Who knew that our readers in­­cluded so many prac­t­ical jokers? “Every­one was waiting to see who had bought a hand buzzer from the joke shop” (Vicky Lundberg) and “Theresa May did not look as if she would find the palm buzzer too funny in view of the costs in­­volved in the agreement” (John Radford).

We sense that not all of our readers are con­­vinced by the deal: “Con­­gra­tula­tions.
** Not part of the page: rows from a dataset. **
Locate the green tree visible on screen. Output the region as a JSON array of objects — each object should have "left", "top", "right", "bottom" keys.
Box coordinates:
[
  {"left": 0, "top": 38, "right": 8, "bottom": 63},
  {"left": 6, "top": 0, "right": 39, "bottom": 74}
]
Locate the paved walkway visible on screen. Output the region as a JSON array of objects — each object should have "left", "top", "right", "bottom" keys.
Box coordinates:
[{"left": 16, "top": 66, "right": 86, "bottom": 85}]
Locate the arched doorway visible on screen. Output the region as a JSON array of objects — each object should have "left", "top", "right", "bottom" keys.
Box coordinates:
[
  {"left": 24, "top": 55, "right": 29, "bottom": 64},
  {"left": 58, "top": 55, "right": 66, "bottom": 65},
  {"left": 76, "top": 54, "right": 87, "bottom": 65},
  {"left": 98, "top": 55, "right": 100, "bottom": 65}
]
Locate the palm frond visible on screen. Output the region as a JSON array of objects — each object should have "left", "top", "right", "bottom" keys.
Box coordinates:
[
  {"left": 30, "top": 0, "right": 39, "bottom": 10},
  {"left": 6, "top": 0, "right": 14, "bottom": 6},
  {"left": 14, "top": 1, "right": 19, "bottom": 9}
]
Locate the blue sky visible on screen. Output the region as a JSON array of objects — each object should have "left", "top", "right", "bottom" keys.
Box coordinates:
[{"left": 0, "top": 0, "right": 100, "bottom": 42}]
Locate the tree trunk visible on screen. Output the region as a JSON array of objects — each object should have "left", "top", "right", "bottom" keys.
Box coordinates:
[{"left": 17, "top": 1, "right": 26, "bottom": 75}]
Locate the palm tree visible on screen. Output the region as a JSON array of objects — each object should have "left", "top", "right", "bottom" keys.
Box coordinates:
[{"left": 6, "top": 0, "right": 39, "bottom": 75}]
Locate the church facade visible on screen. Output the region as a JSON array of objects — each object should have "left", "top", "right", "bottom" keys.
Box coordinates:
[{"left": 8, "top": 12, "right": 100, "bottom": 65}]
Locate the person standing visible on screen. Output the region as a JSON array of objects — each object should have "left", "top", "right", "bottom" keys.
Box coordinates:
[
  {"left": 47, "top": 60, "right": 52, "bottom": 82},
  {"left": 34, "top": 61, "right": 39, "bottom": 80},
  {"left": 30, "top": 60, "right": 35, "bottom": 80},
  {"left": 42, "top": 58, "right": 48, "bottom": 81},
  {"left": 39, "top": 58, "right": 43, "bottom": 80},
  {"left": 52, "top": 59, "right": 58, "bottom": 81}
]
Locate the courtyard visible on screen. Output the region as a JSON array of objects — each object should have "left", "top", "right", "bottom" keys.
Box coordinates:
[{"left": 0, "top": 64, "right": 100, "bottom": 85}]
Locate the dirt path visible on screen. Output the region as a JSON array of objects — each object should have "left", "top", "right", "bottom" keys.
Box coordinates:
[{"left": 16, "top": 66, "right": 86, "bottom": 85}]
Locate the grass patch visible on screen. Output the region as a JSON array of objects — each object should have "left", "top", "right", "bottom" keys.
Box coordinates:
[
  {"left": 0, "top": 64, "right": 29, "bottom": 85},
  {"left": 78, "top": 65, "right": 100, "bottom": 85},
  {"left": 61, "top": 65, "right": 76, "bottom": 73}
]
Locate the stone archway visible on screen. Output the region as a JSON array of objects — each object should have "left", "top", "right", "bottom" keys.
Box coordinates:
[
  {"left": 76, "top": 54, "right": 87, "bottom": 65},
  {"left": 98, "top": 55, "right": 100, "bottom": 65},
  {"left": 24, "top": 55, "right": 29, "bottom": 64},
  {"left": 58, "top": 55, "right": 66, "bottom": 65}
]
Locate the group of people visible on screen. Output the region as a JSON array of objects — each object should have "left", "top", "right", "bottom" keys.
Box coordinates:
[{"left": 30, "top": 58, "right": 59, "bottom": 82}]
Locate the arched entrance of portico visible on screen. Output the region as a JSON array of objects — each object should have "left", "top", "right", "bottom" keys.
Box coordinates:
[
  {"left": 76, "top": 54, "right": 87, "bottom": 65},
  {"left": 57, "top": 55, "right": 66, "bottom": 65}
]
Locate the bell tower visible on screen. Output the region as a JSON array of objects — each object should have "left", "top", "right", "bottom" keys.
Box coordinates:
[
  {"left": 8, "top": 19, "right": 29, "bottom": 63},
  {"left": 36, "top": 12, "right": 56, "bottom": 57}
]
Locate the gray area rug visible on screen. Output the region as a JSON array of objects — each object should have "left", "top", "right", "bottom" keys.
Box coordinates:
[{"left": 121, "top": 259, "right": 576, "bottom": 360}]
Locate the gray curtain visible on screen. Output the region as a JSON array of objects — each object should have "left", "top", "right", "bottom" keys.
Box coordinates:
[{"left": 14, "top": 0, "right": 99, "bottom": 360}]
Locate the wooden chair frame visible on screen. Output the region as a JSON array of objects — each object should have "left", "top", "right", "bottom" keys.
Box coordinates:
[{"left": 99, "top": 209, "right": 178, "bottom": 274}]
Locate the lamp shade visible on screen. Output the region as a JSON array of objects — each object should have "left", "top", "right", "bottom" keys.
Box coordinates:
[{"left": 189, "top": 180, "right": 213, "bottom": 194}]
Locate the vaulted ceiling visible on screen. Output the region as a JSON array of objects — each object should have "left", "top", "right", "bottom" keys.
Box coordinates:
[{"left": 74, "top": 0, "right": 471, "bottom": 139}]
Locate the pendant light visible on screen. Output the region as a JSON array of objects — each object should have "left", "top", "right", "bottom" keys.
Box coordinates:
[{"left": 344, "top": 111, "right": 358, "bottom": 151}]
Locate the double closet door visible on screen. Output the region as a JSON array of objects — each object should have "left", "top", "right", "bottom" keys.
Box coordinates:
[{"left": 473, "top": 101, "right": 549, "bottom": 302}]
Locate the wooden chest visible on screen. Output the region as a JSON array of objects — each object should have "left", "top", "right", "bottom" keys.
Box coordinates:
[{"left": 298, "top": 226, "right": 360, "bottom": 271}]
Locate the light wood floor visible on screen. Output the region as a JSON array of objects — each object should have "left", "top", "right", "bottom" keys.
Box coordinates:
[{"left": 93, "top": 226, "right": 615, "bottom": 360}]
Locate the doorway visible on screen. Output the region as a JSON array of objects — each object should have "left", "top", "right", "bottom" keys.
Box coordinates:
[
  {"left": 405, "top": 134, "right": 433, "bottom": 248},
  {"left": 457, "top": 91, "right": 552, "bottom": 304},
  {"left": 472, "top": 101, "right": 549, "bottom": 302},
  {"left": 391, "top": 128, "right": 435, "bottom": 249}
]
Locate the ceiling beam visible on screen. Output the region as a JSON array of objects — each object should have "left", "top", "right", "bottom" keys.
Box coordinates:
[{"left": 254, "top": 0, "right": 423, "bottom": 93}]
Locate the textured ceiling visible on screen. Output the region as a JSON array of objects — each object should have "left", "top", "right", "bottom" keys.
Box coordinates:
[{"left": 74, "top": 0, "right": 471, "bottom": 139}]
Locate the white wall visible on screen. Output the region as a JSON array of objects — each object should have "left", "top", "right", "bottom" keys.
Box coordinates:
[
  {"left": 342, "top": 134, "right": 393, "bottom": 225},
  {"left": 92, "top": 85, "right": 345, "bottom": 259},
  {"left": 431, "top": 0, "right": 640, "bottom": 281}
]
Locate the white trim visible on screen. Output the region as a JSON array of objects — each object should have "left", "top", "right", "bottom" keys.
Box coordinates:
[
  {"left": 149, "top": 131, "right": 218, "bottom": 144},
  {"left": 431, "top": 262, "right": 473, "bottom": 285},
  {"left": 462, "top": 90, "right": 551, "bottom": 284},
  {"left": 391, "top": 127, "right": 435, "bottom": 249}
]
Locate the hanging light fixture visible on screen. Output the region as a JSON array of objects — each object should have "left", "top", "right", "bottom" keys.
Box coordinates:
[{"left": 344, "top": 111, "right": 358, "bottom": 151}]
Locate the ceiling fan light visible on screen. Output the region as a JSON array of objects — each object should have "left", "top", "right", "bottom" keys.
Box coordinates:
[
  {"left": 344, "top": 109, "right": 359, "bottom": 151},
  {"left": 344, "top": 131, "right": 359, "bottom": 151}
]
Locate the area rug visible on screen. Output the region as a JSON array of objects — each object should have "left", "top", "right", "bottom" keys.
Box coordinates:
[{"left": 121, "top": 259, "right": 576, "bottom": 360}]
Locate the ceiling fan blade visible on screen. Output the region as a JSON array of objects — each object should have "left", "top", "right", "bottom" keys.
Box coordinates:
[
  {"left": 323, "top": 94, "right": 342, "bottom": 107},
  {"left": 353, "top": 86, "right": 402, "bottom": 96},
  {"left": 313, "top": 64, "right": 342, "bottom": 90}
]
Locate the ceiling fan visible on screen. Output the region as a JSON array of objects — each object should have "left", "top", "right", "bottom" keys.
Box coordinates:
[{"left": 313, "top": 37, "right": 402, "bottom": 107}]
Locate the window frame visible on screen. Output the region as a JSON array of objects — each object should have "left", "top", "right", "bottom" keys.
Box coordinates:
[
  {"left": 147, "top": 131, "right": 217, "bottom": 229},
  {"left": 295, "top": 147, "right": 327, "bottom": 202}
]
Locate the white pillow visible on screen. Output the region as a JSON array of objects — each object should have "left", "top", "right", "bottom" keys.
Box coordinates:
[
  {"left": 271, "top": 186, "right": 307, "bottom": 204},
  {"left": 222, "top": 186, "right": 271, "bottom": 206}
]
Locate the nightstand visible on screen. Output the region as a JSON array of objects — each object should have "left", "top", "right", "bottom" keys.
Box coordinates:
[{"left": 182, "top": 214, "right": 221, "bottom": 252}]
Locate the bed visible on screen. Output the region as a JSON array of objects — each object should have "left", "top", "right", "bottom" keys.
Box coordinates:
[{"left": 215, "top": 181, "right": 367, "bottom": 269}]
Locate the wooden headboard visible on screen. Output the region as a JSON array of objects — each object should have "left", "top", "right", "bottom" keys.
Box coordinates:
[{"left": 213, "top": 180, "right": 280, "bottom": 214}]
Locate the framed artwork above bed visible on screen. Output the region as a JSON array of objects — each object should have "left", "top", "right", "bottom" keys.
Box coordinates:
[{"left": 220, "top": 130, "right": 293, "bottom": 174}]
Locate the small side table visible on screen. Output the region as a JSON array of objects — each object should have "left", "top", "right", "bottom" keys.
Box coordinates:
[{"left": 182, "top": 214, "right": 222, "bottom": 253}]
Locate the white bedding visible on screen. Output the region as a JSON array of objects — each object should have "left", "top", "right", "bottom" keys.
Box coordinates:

You’re the first to benefit from Mrs May’s money-tree policy” (John Sax­bee); “It is cer­tainly the peace of God; for it pas­seth all under­standing” (Eric Lishman); “Both Jeffrey Donald­son and the Chief Whip were counting their fingers before they shook hands” (Chris Coupe); “I know that none of us under­stands our agreement, but, if we group ourselves sym­metrically
for the photo, the voters might well be convinced that we know what we are doing”
(Andrew Ward); “You will feel your hand moving myster­iously towards your cheque­book” (John Appleby).

As usual, some puns: “It was hoped that this agreement May Foster the beginning of a new relationship” (Michael Foster, no relation); “Arlene fosters a deal, but Theresa may regret it” (Ian Falconer).

Some other entries that we en­­joyed are: “Michelangelo’s The Creation of Mayhem(Richard Barnes); ”It’s like hell — you can’t see the fire for politicians”; “Arlene counts her chickens” (Richard Hough); “Two puppets each and no visible strings — well done, girls!” (Alison Rollin); “And Ian Paisley saw that it was good” (Edward Mynors); “Ouch! Now I know what a masonic hand­shake feels like” (Ian Barge); “Spot the winners” (Ray Goode).

One winner this week, with a prize of Fairtrade chocolate, kindly supplied by Divine (divinechocolate.com).